Não queremos gerar insegurança nenhuma sobre o que foi decidido no passado” — George Santoro

Além de estabelecer novas condições para a renovação dos contratos, o governo quer chamar as concessionárias que já prorrogaram as concessões para “ajustar” obrigações definidas por governos anteriores. Santoro explicou que a ideia é, em comum acordo com as ferrovias, usar a margem de ajuste oferecida pelos contratos renovados.

Até o fim de 2022, foram renovados os contratos das Estradas de Ferro Carajás e Vitória-Minas, da Rumo Malha Paulista e da Malha Sudeste (MRS Logística).

“Não queremos gerar insegurança nenhuma sobre o que foi decidido no passado. Não é isso. Vamos cumprir o contrato”, ressaltou Santoro. “As concessões passadas têm os mecanismos contratuais, que é revisão após 18 meses para se verificar algumas situações, além de vários mecanismos de reequilíbrio contratual. Se não houver acordo, o contrato tem mecanismos de arbitragem”, alertou.

Ribeiro afirmou que as próprias concessionárias já estão apresentando pedidos para rever “alguns dispositivos” nos contratos renovados. Algumas demandas, segundo ele, foram levadas pelas entidades que reúnem concessionárias.

A mudança na dinâmica do setor ferroviário pretendida pelo governo deve afetar também a carteira de projetos dos contratos de autorização, possibilidade criada com o marco legal das ferrovias (Lei 14.273/21).

Se de um lado, o ministério pretende ser mais rigoroso com as concessionárias que administram os grandes troncos de malha ferroviária, por outro, quer ajudar a viabilizar “ramificações” na malha, especialmente as chamadas “short lines”.

A classificação das ferrovias de acordo com seu papel e importância para o sistema logístico constará na proposta de regulação preparada pelo governo.

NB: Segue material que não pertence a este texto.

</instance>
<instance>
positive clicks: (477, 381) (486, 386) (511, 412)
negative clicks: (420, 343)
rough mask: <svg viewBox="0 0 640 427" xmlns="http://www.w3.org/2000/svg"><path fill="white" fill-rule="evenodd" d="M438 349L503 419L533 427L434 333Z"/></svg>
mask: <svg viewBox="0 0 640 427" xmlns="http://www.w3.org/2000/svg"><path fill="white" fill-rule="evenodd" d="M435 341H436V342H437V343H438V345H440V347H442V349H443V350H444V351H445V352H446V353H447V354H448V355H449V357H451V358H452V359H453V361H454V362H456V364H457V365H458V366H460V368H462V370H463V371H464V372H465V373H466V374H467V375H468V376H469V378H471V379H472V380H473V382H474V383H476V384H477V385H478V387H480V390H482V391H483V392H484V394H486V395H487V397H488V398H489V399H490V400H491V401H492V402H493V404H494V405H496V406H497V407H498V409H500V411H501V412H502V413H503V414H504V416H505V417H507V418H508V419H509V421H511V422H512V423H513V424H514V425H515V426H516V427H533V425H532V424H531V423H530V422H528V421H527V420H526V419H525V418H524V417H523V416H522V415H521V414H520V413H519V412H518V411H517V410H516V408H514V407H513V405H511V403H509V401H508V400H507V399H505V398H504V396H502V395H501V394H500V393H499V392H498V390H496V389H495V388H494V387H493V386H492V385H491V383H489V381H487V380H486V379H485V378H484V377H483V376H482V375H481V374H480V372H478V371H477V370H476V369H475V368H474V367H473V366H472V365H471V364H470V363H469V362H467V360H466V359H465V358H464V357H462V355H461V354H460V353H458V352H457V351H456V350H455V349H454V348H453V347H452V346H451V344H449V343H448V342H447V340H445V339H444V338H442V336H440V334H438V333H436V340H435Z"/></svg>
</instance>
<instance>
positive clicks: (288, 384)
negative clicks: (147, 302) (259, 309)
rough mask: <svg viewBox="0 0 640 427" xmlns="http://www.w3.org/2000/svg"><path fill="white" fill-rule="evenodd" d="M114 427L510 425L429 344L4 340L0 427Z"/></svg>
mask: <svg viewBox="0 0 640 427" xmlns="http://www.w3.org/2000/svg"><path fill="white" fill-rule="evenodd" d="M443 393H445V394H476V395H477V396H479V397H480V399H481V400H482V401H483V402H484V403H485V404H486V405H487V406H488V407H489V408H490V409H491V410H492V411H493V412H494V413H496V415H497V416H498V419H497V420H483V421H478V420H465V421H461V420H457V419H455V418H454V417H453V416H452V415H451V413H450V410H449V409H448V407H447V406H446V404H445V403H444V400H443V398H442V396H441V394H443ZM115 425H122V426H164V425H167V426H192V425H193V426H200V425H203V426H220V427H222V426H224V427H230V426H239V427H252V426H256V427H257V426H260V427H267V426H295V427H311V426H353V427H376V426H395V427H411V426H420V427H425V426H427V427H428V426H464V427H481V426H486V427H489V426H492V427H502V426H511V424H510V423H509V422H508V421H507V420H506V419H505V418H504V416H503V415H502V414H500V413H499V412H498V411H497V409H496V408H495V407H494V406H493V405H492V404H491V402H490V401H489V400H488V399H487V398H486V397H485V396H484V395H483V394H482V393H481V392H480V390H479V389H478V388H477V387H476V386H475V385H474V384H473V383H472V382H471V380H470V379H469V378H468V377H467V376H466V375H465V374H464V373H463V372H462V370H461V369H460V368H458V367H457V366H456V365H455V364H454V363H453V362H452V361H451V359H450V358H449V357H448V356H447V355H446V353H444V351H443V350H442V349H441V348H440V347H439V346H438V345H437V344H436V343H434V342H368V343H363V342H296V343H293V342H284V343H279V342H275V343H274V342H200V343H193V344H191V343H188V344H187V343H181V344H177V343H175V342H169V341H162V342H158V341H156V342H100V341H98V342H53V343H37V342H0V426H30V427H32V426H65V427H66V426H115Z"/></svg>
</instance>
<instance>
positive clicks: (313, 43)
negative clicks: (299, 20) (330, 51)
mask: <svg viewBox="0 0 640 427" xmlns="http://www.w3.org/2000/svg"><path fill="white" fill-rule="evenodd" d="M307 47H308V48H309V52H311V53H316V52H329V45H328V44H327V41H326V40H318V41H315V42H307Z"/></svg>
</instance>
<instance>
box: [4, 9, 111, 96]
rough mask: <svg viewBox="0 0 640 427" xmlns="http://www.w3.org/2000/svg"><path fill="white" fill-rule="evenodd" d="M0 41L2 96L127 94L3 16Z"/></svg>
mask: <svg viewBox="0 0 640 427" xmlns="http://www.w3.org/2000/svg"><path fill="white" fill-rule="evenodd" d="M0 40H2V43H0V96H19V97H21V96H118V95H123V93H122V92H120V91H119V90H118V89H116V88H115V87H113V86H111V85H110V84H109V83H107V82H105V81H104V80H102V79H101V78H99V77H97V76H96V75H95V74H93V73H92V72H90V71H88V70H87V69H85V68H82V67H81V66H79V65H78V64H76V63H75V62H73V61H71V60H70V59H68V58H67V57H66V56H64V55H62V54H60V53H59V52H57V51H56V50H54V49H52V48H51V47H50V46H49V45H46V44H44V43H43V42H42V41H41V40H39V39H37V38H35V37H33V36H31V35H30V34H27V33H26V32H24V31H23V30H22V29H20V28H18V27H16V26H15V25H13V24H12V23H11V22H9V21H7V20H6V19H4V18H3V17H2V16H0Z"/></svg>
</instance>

Para Ribeiro, a rede ferroviária tem que começar a trabalhar de forma “funcional e integrada” para começar a reduzir custos de logística.

Neste sentido, Santoro defende que, neste momento, mais importante que expandir as ferrovias no Brasil é ampliar a participação do segmento na matriz de transportes, que hoje é inferior a 30%. “Temos uma malha de 30 mil quilômetros que não tem capacidade operacional nem de dois terços dela. Temos que aumentar a capacidade operacional”.

O secretário de ferrovias ressalta que os quatro contratos de renovação, concentram 75% do total de toneladas por quilômetro útil (TKU) transportadas no país. Ele pontua que, além disso, quase a totalidade do que é transportado é de carga própria.

Para diversificar cargas e operadores, os secretários fazem coro na defesa de uma regulação que quebre “barreiras de entradas” para novos grupos.

O economista Claudio Frischtak, especialista em infraestrutura, afirma que a motivação do governo está correta, mas resta saber qual será o “modus operandi” para alcançar os objetivos. “É importante aumentar a eficiência do sistema, utilizar de forma mais racional os ativos existentes e, para tanto, é preciso fazer uma integração inter e intramodal, mas desde que não haja o rompimento de contrato ou isso gere insegurança jurídica.”

Marcus Quintella, diretor da FGV Transportes, também chama a atenção para o risco de “inviabilizar” as concessões existentes ou os avanços do modelo de autorização. “É uma discussão que precisa ser colocada na mesa com todos os players envolvidos. Não pode ser discutida só em nível de governo.”